TERMINATION CODONS Three codons—UAA, UAG, and UGA—do not encode amino acids. These codons, which signal the end of the protein in both bacterial and eukaryotic cells, are called stop codons, termination codons, or nonsense codons. No tRNAs have anticodons that pair with termination codons.

THE UNIVERSALITY OF THE CODE For many years, the genetic code was assumed to be universal, meaning that each codon specifies the same amino acid in all organisms. We now know that the genetic code is almost, but not completely, universal; a few exceptions have been found. Most of these exceptions are termination codons, but there are a few cases in which one sense codon substitutes for another. Most exceptions are found in mitochondrial genes; a few nonuniversal codons have also been detected in the nuclear genes of protozoans and in bacterial DNA. image TRY PROBLEM 15

CONCEPTS

Each sequence of nucleotides possesses three potential reading frames. The correct reading frame is set by the initiation codon. The end of a protein-coding sequence is marked by a termination codon. With a few exceptions, all organisms use the same genetic code.

CONNECTING CONCEPTS

Characteristics of the Genetic Code

We have now considered a number of characteristics of the genetic code. Let’s take a moment to review these characteristics.

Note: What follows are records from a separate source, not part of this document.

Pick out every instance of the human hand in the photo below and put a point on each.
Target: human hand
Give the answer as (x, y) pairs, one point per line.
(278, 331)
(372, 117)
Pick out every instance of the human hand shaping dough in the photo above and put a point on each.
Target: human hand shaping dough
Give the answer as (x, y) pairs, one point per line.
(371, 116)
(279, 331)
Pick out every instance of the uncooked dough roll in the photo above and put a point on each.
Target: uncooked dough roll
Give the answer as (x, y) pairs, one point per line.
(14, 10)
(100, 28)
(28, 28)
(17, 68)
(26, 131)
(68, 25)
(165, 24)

  1. The genetic code consists of a sequence of nucleotides in DNA or RNA. There are four letters in the code, corresponding to the four bases—A, G, C, and U (T in DNA).

  2. The genetic code is a triplet code. Each amino acid is encoded by a sequence of three consecutive nucleotides, called a codon.

  3. The genetic code is degenerate; that is, of 64 codons, 61 codons encode only 20 amino acids in proteins (3 codons are termination codons). Some codons are synonymous, specifying the same amino acid.

  4. Isoaccepting tRNAs are tRNAs with different anticodons that accept the same amino acid. Wobble allows the anticodon on one type of tRNA to pair with more than one codon on mRNA.

  5. The genetic code is generally nonoverlapping; each nucleotide in an mRNA sequence belongs to a single reading frame.

  6. The reading frame is set by an initiation codon, which is usually AUG.

  7. When a reading frame has been set, codons are read as successive groups of three nucleotides.

  8. Any one of three termination codons (UAA, UAG, or UGA) can signal the end of a protein; no amino acids are encoded by the termination codons.

  9. The genetic code is almost universal.